With the Sheila Dikshit government still in two minds about whether Delhi's power companies are running into profit or loss, power regulator, Delhi Electricity Regulatory Commission, has recommended that the government get the discoms' audited accounts verified again by the Comptroller and Auditor General of India (CAG).
While discoms have been crying about running into huge losses for months, DERC declared that their audited accounts are showing healthy profits of over Rs 3,000 crore, that could possibly lead to a reduction in the consumer tariff. The audited account figures have been challenged by discoms saying that their actual expenses were ignored.
To settle the matter once and for all, the regulator has written to the government requesting it to ask the CAG for audit of accounts of at least three of the latest completed years, i.e, financial years 2007-08, 2008-09 and 2009-10 of BSES Rajdhani, BSES Yamuna and NDPL.
"The government is aware that there have been several controversies regarding 'correctness' of the accounts of the three private discoms in Delhi. Several claims and counter claims have been made with respect to some figures available in the audited accounts of these companies.
Therefore, it is best to get the matter settled. The best way is to do this with an audit by CAG,'' reads a letter from DERC to the government.
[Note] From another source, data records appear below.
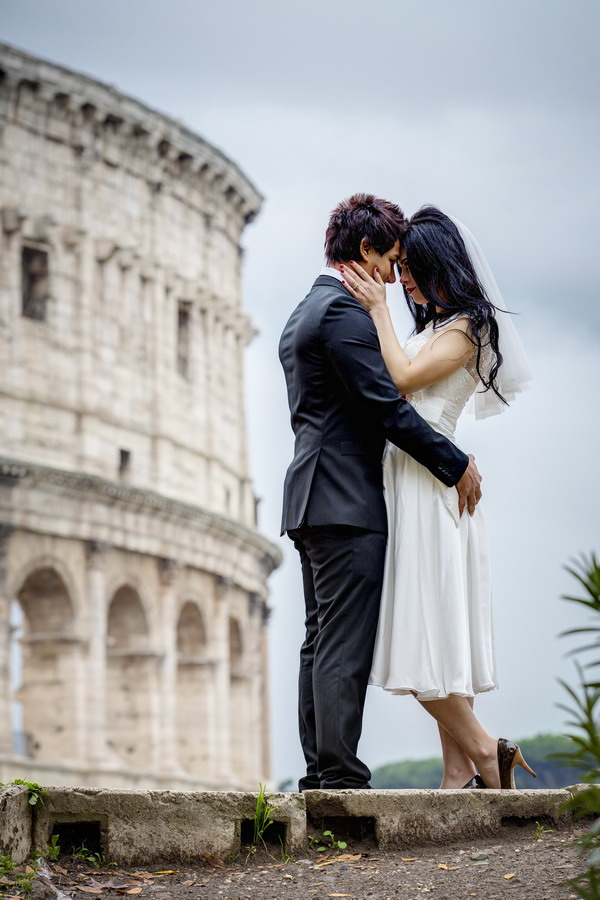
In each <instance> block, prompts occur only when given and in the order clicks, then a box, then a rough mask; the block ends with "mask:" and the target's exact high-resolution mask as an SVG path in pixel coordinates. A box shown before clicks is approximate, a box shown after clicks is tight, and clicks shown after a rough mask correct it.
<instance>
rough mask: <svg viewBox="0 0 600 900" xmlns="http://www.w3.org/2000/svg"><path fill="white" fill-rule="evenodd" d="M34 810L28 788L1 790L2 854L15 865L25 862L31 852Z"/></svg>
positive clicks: (0, 823)
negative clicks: (33, 815)
mask: <svg viewBox="0 0 600 900" xmlns="http://www.w3.org/2000/svg"><path fill="white" fill-rule="evenodd" d="M32 810H33V807H32V806H31V805H30V803H29V793H28V791H27V788H25V787H21V786H20V785H8V786H7V787H5V788H0V853H4V854H6V855H8V856H11V857H12V859H13V862H15V863H22V862H24V861H25V860H26V859H27V857H28V856H29V854H30V852H31V823H32V816H33V814H32Z"/></svg>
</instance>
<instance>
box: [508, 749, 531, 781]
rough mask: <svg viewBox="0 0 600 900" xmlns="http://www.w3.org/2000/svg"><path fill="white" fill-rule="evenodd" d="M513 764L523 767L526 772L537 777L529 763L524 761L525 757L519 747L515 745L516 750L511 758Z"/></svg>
mask: <svg viewBox="0 0 600 900" xmlns="http://www.w3.org/2000/svg"><path fill="white" fill-rule="evenodd" d="M515 766H521V768H522V769H525V771H526V772H529V774H530V775H533V777H534V778H537V775H536V774H535V772H534V771H533V769H532V768H531V766H530V765H528V764H527V762H526V761H525V757H524V756H523V754H522V753H521V748H520V747H519V746H518V745H517V752H516V753H515V758H514V760H513V768H514V767H515Z"/></svg>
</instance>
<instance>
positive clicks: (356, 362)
mask: <svg viewBox="0 0 600 900" xmlns="http://www.w3.org/2000/svg"><path fill="white" fill-rule="evenodd" d="M279 358H280V360H281V364H282V366H283V369H284V371H285V377H286V382H287V389H288V400H289V406H290V412H291V420H292V428H293V430H294V434H295V436H296V442H295V449H294V459H293V460H292V463H291V465H290V467H289V468H288V471H287V475H286V478H285V485H284V496H283V518H282V524H281V529H282V531H281V533H282V534H283V533H284V532H285V531H289V530H291V529H294V528H299V527H300V525H354V526H358V527H360V528H366V529H369V530H372V531H383V532H386V531H387V515H386V508H385V501H384V496H383V476H382V465H381V461H382V457H383V451H384V448H385V442H386V438H387V439H388V440H389V441H391V442H392V443H394V444H396V445H397V446H398V447H401V448H402V449H403V450H405V451H406V452H407V453H409V454H410V455H411V456H412V457H414V458H415V459H416V460H417V462H419V463H421V464H422V465H424V466H426V467H427V468H428V469H429V471H430V472H431V473H432V474H433V475H435V477H436V478H439V479H440V481H442V482H443V483H444V484H446V485H448V486H451V485H454V484H456V482H457V481H458V480H459V479H460V477H461V475H462V474H463V472H464V470H465V469H466V467H467V465H468V462H469V460H468V457H467V456H466V455H465V454H464V453H463V452H462V451H461V450H459V449H458V448H457V447H456V446H455V445H454V444H453V443H452V442H451V441H449V440H448V439H447V438H445V437H443V436H442V435H440V434H438V433H437V432H436V431H434V430H433V428H431V426H429V425H428V424H427V423H426V422H425V421H424V420H423V419H422V418H421V417H420V416H419V414H418V413H417V412H416V411H415V410H414V409H413V407H412V406H411V405H410V403H408V402H407V401H406V400H404V399H403V398H402V397H401V396H400V394H399V393H398V391H397V389H396V387H395V385H394V383H393V381H392V379H391V377H390V374H389V372H388V370H387V368H386V366H385V363H384V361H383V357H382V356H381V350H380V347H379V340H378V338H377V331H376V329H375V326H374V324H373V320H372V319H371V317H370V315H369V314H368V312H367V311H366V310H365V309H364V308H363V307H362V306H361V305H360V303H358V301H356V300H354V298H353V297H351V296H350V294H349V293H348V291H347V290H346V289H345V288H344V286H343V285H342V284H341V282H339V281H338V280H337V279H336V278H333V277H330V276H328V275H321V276H319V278H317V280H316V281H315V283H314V285H313V287H312V289H311V290H310V292H309V294H308V295H307V296H306V297H305V298H304V300H303V301H302V302H301V303H300V305H299V306H298V307H297V308H296V309H295V310H294V312H293V313H292V315H291V317H290V319H289V320H288V323H287V325H286V326H285V328H284V330H283V334H282V336H281V340H280V344H279Z"/></svg>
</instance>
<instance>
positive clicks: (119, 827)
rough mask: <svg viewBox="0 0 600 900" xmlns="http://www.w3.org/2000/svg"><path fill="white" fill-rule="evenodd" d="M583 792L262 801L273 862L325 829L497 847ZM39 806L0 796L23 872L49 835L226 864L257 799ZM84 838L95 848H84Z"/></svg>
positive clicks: (374, 842)
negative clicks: (267, 818)
mask: <svg viewBox="0 0 600 900" xmlns="http://www.w3.org/2000/svg"><path fill="white" fill-rule="evenodd" d="M585 787H586V786H583V785H575V786H574V787H571V788H565V789H563V790H552V791H546V790H528V791H483V790H473V791H464V790H462V791H440V790H435V791H434V790H431V791H413V790H402V791H387V790H386V791H378V790H370V791H306V792H305V793H304V794H292V793H276V794H268V795H267V799H268V802H269V804H271V805H272V807H273V811H272V813H271V818H272V820H273V821H274V822H275V823H276V828H275V829H272V831H275V835H274V838H275V842H274V843H273V844H272V849H273V853H277V852H279V851H280V849H281V848H280V844H279V841H281V843H282V844H283V846H284V848H285V850H286V852H287V853H289V854H291V855H292V856H303V855H305V854H306V851H307V849H308V846H307V844H308V842H307V830H308V833H313V834H322V832H323V830H325V829H327V828H330V829H331V830H332V831H333V832H334V834H335V835H336V837H337V838H340V837H342V836H345V834H348V835H349V837H350V841H351V842H354V841H356V840H357V839H358V841H359V842H364V841H367V842H368V841H371V842H372V843H373V844H374V845H376V846H377V847H378V848H380V849H381V850H393V849H396V848H397V849H401V848H406V847H410V846H418V845H422V844H438V845H439V844H448V843H451V842H454V841H462V840H469V841H472V840H474V839H477V838H481V837H483V836H486V837H487V836H496V837H501V835H502V832H503V830H506V828H507V827H510V826H514V825H526V826H531V827H532V828H533V826H534V825H535V823H536V822H541V823H542V824H544V825H552V826H560V825H562V824H567V823H568V822H569V821H570V813H568V812H564V811H563V807H564V804H565V802H566V801H567V800H568V799H569V798H570V797H571V796H572V795H573V794H574V793H575V792H576V791H578V790H581V789H585ZM47 790H48V791H49V793H50V796H48V797H47V798H45V800H44V804H43V805H40V804H38V805H37V806H36V807H32V806H30V805H29V803H28V797H27V790H26V788H23V787H13V786H9V787H7V788H5V789H4V790H2V791H0V851H1V852H4V853H10V854H11V855H12V857H13V859H14V860H15V862H22V861H23V860H24V859H25V858H26V857H27V855H28V853H29V852H30V850H31V848H32V847H34V848H37V849H38V850H41V851H43V849H44V848H45V847H46V846H48V844H49V843H50V839H51V836H52V834H53V832H54V831H55V830H56V831H58V832H59V833H60V831H61V829H60V825H61V824H63V825H65V828H64V829H63V832H62V834H63V837H64V838H65V840H64V841H59V843H61V844H62V845H63V849H68V847H67V846H66V844H67V840H66V834H67V831H68V830H70V832H71V837H70V839H71V840H72V841H73V844H72V846H79V845H80V844H81V843H82V842H84V841H86V846H87V847H88V849H89V850H92V851H93V850H94V849H98V850H99V851H101V852H102V853H103V854H104V856H105V857H106V858H107V859H108V860H110V861H114V862H117V863H119V864H121V865H124V866H127V865H139V864H143V865H148V864H152V863H157V862H164V861H167V860H172V861H174V862H175V861H179V862H192V861H194V860H198V859H201V858H202V857H206V856H213V857H216V858H218V859H221V860H227V859H228V858H234V857H235V856H236V855H237V854H238V853H239V852H240V850H241V849H242V847H243V845H245V844H248V843H250V842H251V841H252V827H251V826H252V820H253V817H254V811H255V806H256V799H257V796H258V795H257V794H256V793H241V792H227V791H207V792H184V791H133V790H112V789H106V788H69V787H58V788H47ZM90 834H92V835H93V836H94V839H95V843H96V845H97V846H96V847H94V846H92V845H91V844H90V843H89V839H88V835H90Z"/></svg>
Arguing for the move, DERC officials cited the example of TRAI that had recently decided to get the accounts of four private telecom companies audited by CAG. "Since the government holds 49% stake in all three discoms and has a responsibility to ensure that all the accounts of the private discoms are reliable, an audit by CAG will give a reasonable assurance to the government on the share received/receivable from the private companies,'' said officials.